23-го ноября. Мне каждый мог бы задать очень простой вопрос: для чего я опять принялся за дневник, который начал и бросил лет пять тому назад? И в самом деле, нет ничего смешнее мысли писать дневники и автобиографии. Во-первых, смешно уже то, что у всех у них одинаковое начало: первым долгом сочинитель всеми святыми божится, что пишет не для публики, а исключительно для своего личного удовольствия. Для того, чтобы я, мол, уже будучи маститым старцем, убеленным сединами и окруженным толпою розовых малюток, мог опять пережить и перечувствовать то, что чувствовал некогда цветущим юношей, и чтобы одинокая слеза воспоминания… или как это обыкновенно пишут в этих случаях? И начинает гарцевать и рисоваться, да еще по дороге к этим почтенным сединам он тридцать раз перечитывает свои воспоминания, никому, кроме него, не интересные, и перечитывает непременно какому-нибудь застенчивому и воздушному провинциальному созданию, которое будет трепетать от наплыва неизведанных ощущений и потихоньку до слез зевать в платок. Как это, ей-богу, гадко, что самые умные люди готовы смаковать свои личные мелочно-интимные ощущеньица и находить в них особенный вкус и толк!

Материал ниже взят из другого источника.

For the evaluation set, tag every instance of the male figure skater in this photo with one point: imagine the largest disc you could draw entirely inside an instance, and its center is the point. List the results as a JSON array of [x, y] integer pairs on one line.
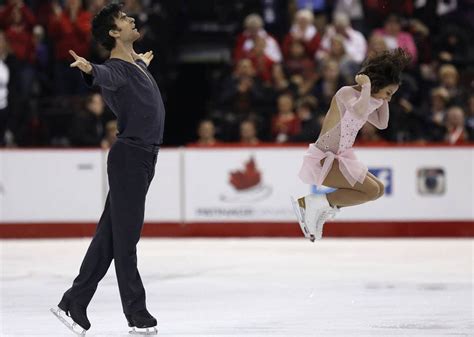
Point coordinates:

Что касается меня, то дневник этот мне чрезвычайно важен, и читать я его никому уже, конечно, не буду.
Сегодня доктор сказал мне, что при том образе жизни, который я веду последние три года, то есть при постоянных голодовках, бессонницах и непосильной, почти лошадиной работе, у меня может произойти переутомление нервной системы. Как этот модный доктор ни миндальничал за мои кровные пять рублей (он даже советовал мне в Крым ехать для развлечения, а мне не на что калош себе купить!), однако я очень хорошо понял, что мне грозит сумасшествие. Тем более, что все мои почтенные предки были страстными алкоголиками и безумцами. В эту тетрадь я буду записывать все свои мыслишки до тех пор, пока не замечу уже слишком явных несообразностей. А тогда… Тогда либо в больницу, либо, если хватит воли, пулю в лоб.

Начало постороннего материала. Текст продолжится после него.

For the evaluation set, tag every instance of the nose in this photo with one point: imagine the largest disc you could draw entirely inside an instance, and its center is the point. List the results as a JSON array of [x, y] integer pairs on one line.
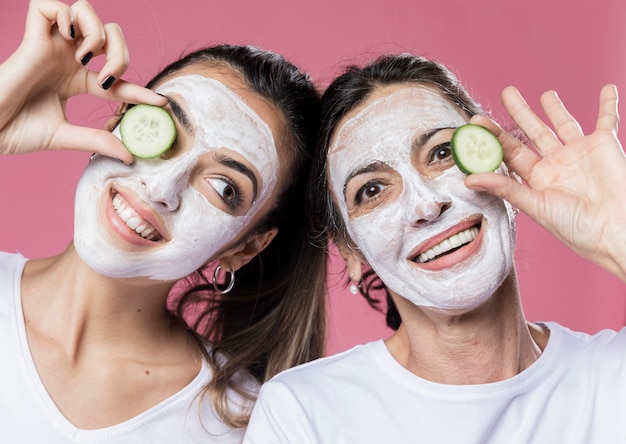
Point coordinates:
[[425, 202], [428, 211], [160, 194], [164, 183]]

26-го ноября. Чья это несправедливость? Я безусловно обладаю сильным и оригинальным талантом; перед собой-то мне уж рисоваться незачем. В этом убеждении меня укрепляет, конечно, не золотая медаль, присужденная мне академическим советом, с которым я имею основание расходиться во взглядах на искусство, и не отзывы газетных критиков. Я уже не мальчик и умею оценить все это по достоинству, потому что «людская честь бессмысленна, как сон». Но я чувствую в себе присутствие мощного, напряженного творчества, взгляд мой быстро и точно улавливает мельчайшие детали предметов; наконец, мне никогда еще не приходилось насиловать своего воображения, чем так страдают художники в погоне за темами. Исполинские мысли, одна другой смелее и оригинальнее, так переполняют мою голову, что мне иногда становится за нее страшно. Но, что всего важнее, я во время процесса творчества, точно в религиозном экстазе, ощутительно познаю в себе сладкое присутствие моего неведомого бога. Голова моя пылает, по спине бегают холодные волны, волосы мерзнут и шевелятся на голове, дух мой ликует. А насмешливая судьба, точно нарочно, поставила меня в грустную невозможность воплотить до конца хоть один из этих дорогих мучительных образов. Погоня за куском насущного хлеба несовместима со свободным творчеством! Приходится с опасностью для жизни и рассудка лавировать между мечтами и славой и перспективой голодной смерти. Голод – самая плохая пища для вдохновения. Но ведь не могу же я с моим неудержимым полетом фантазии, с тем внутренним кипением, которое меня изнуряет, не могу же я сделаться писарем или сапожником!!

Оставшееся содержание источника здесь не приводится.